The diagnostic performance of a test is dependent on the timing of urine sample collection for biomarker measurement.129 The optimal timing of biomarker measurement depends on the intended use and the concentration profile over time. For early diagnosis of AKI in the ICU, rapid response in urine is desired, while for patient monitoring slow biomarker kinetics may be preferred. Although there is discrepancy in biomarker kinetics among studies, urinary NGAL typically peaks rapidly after major surgery (~2 h), TIMP-2, IGFB7, IL-18 and L-FABP have a delayed response (~6 h) and KIM-1 has a late optimum response (~12 h).9,130 Consequently, the timing of urine collection is critical for interpretation and serial sampling may be desired.
Since biomarkers in urine have high within-subject variation, one concentration cut-off as medical decision point together with individual test results can be inconclusive (diagnostic uncertainty/so-called ‘grey zone’).131 Alternatively, serial sampling may support biomarker interpretation and here the reference change values (RCVs) can be used in combination with conventional population reference intervals.132,133 The RCV is a fold change that indicates the biomarker change that is likely to be of clinical significance. If the change in test results of two or more measurements is lower than the RCV, the observed biomarker concentration increase or decrease may be due to biological and analytical variation, and the result is likely to be noise only. Examples of RCVs for NGAL and TIMP-2 are shown in Table 2. Serial biomarker measurements and the RCV can support clinical biomarker interpretation and this may be of interest for the purpose of biomarker guided patient monitoring of graft function or monitoring of kidney injury during therapy with nephrotoxic agents. Nevertheless, one may consider that serial measurements may not be feasible in a clinical setting and there may be lack of time for serial urine collection for the purpose of early diagnosis of AKI.
Table 2.
Literature values | Calculated values | ||||||
---|---|---|---|---|---|---|---|
CVI (%) | CVG (%) | CVA (%) | Ref. | Index of individuality (CVI/CVG) | TEa (%)* | RCV (%)** | |
TIMP-2 | 67.7 | 119.7 | 6.0 | 150 | 0.57 | 90 | 188 |
NGAL | 86.3 | 196.2 | 5.2 | 150 | 0.44 | 125 | 240 |
CVI = within-subject variation, CVG = between-subject variation, CVA = analytical variation, TEa = total allowable error, RCV = reference change value interval.

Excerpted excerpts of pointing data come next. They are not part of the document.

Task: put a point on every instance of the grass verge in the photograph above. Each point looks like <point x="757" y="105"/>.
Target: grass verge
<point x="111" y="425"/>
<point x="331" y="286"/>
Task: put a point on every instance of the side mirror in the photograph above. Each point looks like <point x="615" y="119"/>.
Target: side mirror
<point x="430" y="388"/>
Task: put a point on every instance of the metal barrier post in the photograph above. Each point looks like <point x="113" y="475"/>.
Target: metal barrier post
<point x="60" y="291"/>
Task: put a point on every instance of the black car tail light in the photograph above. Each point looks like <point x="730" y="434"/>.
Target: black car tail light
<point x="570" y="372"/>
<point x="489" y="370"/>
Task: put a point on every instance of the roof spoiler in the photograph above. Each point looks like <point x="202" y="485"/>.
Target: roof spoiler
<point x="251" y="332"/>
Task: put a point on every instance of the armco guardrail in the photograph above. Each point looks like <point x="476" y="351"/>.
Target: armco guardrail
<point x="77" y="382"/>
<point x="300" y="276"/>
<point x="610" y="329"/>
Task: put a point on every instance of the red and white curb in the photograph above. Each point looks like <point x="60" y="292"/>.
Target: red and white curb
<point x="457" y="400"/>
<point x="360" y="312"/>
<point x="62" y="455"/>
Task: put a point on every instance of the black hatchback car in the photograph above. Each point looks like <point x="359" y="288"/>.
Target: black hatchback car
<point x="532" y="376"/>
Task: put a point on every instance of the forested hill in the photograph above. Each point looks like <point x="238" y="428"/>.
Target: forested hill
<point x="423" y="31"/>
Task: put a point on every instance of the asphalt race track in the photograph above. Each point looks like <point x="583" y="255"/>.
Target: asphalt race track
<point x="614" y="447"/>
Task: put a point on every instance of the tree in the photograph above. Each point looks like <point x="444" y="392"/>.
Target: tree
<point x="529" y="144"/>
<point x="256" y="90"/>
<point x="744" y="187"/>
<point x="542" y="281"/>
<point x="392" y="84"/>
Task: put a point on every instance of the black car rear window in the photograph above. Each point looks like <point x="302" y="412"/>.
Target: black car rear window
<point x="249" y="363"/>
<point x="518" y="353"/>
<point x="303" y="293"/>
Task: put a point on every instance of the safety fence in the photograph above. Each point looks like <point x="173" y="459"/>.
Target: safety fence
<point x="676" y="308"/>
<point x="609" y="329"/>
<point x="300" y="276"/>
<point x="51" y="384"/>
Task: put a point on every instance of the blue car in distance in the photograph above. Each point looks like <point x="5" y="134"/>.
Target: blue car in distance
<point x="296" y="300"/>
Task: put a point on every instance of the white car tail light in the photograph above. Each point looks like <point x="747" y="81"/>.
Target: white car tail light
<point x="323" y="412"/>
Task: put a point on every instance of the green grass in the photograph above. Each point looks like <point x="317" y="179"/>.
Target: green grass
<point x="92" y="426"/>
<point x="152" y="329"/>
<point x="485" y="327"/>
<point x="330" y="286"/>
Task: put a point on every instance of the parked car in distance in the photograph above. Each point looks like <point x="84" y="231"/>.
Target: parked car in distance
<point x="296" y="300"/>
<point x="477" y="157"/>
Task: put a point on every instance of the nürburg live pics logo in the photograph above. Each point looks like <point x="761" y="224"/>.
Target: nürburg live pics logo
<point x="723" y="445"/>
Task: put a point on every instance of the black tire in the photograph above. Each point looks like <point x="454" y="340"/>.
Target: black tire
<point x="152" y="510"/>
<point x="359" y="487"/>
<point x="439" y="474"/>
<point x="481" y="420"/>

TEa < k * 0.5 CVI + 0.25(CVI2 + CVG2)1/2; With k = 1.65 (inner 90%, desired TE) and α = 0.05,
RCV = z*21/2(CVA2 + CVI2)1/2, with z = 1.96 (95% probability that the change between results can be explained by biological and analytical variation only)
In summary, the clinical performance of AKI biomarkers is moderate probably due to several major reasons. First, the predictive performance of biomarkers is typically evaluated based on serum creatinine defined AKI, which can be considered as an inappropriate gold standard for AKI.134 Second, the current biomarkers lack specificity for kidney tissue or the underlying injury mechanisms and are prone to confounding by medical interventions and comorbidities. Third, the sample collection, storage and the assays used in the diverse clinical studies have not been standardised. Finally, the timing of (serial) sample collection seems to be critical for optimal predictive performance and is variable among studies.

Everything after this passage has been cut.